The Paper Swan

‘LOCAL NANNY ACCUSED OF STEALING FAMILY HEIRLOOM.’

 

Esteban scanned the words below. They were filled with heinous, horrible lies about how MaMaLu had stolen Skye’s necklace and how it had been found in her quarters. In a statement issued to the police, when the necklace was returned to him, Warren Sedgewick had expressed his shock and disbelief:

 

“Maria Luisa Alvarez was a trusted employee and a friend of my wife’s. This necklace belonged to Adriana and means a great deal to my daughter. I find it hard to believe that Skye’s nanny would be capable of committing such a crime against our family.”

 

It all fell into place for Esteban. The night he had seen Victor leaving their room, was the night Victor had planted the necklace. The cops who had swooped in to take MaMaLu away were all in on it. Esteban had been naive then, but now he understood how it worked.

 

Nothing . . . permanent, Warren had said to Victor.

 

Victor had framed MaMaLu for a crime she didn’t commit, and Warren had made sure she stayed locked up with his fake statement. Esteban felt like an idiot, running to Casa Paloma, expecting Warren to help. Victor had followed orders, but it was Warren Sedgewick who’d issued them.

 

He was to blame for this. Him and the man they called El Charro. They had done this to protect themselves, because MaMaLu had seen them, she could connect them and all the other members of the cartel that had gathered at Casa Paloma that afternoon.

 

Look after it, Warren had said, because he didn’t want to get his hands dirty; he never wanted to get his hands dirty.
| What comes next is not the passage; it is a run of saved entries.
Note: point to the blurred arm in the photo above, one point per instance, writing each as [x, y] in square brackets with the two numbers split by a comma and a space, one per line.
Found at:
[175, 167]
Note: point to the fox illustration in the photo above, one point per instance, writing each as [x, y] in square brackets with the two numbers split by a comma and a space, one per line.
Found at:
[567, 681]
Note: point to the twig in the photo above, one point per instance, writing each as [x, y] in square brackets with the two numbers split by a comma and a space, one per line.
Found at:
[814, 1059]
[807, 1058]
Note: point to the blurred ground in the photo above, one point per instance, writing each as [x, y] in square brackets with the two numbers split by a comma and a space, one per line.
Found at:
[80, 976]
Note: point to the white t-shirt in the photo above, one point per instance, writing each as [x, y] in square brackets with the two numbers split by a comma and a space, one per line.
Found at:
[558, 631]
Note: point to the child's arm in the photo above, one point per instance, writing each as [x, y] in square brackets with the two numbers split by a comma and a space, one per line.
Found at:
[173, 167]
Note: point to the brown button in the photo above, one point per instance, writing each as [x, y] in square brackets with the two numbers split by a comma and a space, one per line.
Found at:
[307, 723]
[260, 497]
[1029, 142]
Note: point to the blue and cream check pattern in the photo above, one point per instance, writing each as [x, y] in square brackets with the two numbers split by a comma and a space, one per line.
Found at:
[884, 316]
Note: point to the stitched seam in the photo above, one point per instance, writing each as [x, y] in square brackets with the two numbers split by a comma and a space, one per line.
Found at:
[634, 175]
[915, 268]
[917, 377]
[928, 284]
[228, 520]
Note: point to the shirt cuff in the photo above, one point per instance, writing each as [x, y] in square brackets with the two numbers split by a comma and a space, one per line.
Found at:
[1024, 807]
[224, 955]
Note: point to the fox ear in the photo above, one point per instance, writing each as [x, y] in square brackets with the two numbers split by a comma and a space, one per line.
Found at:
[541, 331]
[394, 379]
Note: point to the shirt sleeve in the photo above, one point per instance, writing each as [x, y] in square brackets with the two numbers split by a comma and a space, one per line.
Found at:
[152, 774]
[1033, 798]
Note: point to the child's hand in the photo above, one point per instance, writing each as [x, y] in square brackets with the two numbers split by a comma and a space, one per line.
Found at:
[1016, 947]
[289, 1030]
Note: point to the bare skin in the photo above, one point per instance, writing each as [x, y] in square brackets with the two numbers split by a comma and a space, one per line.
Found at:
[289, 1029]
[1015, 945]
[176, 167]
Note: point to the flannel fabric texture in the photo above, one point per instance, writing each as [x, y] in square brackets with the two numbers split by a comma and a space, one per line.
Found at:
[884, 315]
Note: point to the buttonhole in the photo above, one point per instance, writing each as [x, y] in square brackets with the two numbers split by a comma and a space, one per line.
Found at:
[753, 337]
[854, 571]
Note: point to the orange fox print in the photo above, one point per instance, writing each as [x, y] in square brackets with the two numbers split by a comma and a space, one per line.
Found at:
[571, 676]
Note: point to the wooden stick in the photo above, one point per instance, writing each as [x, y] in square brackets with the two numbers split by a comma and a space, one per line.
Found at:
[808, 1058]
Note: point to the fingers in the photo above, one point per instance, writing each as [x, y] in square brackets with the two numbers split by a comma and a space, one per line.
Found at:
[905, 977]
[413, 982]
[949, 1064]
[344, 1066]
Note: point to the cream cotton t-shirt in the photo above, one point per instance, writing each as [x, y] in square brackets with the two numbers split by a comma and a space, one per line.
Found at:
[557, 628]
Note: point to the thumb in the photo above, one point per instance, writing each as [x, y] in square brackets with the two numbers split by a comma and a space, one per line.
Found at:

He’d left in a hurry, in case it caught up to him, in case MaMaLu talked, in case El Charro changed his mind about letting him leave the country.

 

The two of them had left MaMaLu to rot in jail.

 

“Where is she?” Esteban turned to the guard. “Where is my mother?”

 

“Concha.” The guard who had been looking up files in the office stood at the entrance and held out a piece of paper.

 

Concha walked over to her and scanned it. “Sorry.” She looked at Esteban. “Maria Luisa Alvarez is dead.”

 

It was so ludicrous, Esteban laughed. “What? Are you mad? I heard her singing just the other day.”

 

He started looking for her, flinging aside makeshift curtains and cardboard partitions. “MaMaLu!” He walked from dorm to dorm, leaving a trail of startled, wailing babies. “Sing, MaMaLu. Sing for your Estebandido, so I can find you.”

 

Concha and the other guard pulled him into the courtyard. “Stop! Your mother contracted tuberculosis and died from complications related to it.” They held up the paper for him. “We notified her next of kin, her brother Fernando, but no one came. She was buried with the other unclaimed prisoners. This is her prisoner and plot number.”

 

Esteban wanted to shut their mouths. Every word they said made it worse. He wanted to shut his eyes and his ears. He wanted to go back, take Juan Pablo’s gun, and point it to his own head.

 

“No.”

 

“No.”

 

“No.”

 

He kept repeating.

 

He hated the way the women were staring at him from their dorms—some with pity, some with irritation at being disturbed, but most with blank, empty stares. They had seen it countless times. Prisoners had to buy their beds, their clothes, their privileges. If you couldn’t pay for the doctor, no one came to see you. And here, cramped in tight spaces, they’d seen it all: AIDS, flu, measles, tuberculosis. It was a breeding ground for all kinds of bugs and diseases, which, if left untreated, turned fatal.

 

Concha picked up the box Esteban had dropped and gave it to him. The tiny, rusted tin was all that was left of his mother. MaMaLu didn’t smoke, but it was probably the only thing she’d managed to scrounge up in this hell hole. He wondered how someone that took up so much space in his heart could be reduced to a scrap of red and green metal that smelled like tobacco.

 

“Mi madre está muerta,” he said softly, as he weighed it in his palm.

 

“My mother is dead!” he shouted, announcing it to the whole prison. His voice bounced off the bleak, gray walls that surrounded the compound.

 

No one cared. No one had told him. No one had asked what kind of funeral she’d like. Did they know to put flowers in her hair? Did they know her favorite color? Esteban hoped they had buried her in an orange dress, the color of tangerines. MaMaLu was just like that—full of zest and gold and sunshine and bite.

 

He held up her earrings. She always wore the same pair: two doves joined at the beak to form a silver circle. Esteban wanted nothing more than to hear the jangle of the small turquoise stones that hung from the hoops as she chased after him. He needed that because he’d been bad. Really, really bad.

 

Get your broom, MaMaLu. I promise I won’t run today. I’m sorry I didn’t make it to you in time. I tried. I tried so hard. I did bad things. I killed a man. You have to come after me, MaMaLu. Come after me because only you can save me. Only you can make it better.